Obama’s cowardliness in responding to Republican bullying with bipartisan delusion was so exasperating that, during Obama’s first term, I actually changed my party affiliation from Democrat to unaffiliated, as a response to my frustration with the Democratic Party’s refusal to be Democrats. (I changed my affiliation back to Democrat a few years later when I got involved in local politics.) I can acknowledge that Obama’s political course was noble and statesmanlike. But let’s also acknowledge that it didn’t work, that it can’t work with today’s Republican Party, and that we’d be foolish to try it again. In politics, sometimes payback is the only thing that works.

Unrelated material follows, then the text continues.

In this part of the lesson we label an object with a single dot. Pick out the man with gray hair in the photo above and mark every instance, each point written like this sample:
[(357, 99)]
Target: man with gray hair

I have a fantasy of having an opportunity to say a few words to President Hillary Clinton. I would ask her to act like a Democrat, even when no one is looking. No more bankers, no more tech billionaires, and no more of any of the “Third Way” Republicans-lite who had a hand in Bill Clinton’s presidency. President Hillary Clinton owes everything — everything — to the Democrats who worked so hard against a tide of ugliness and humiliation to get her elected. To Republicans she owes only payback, and lots of it.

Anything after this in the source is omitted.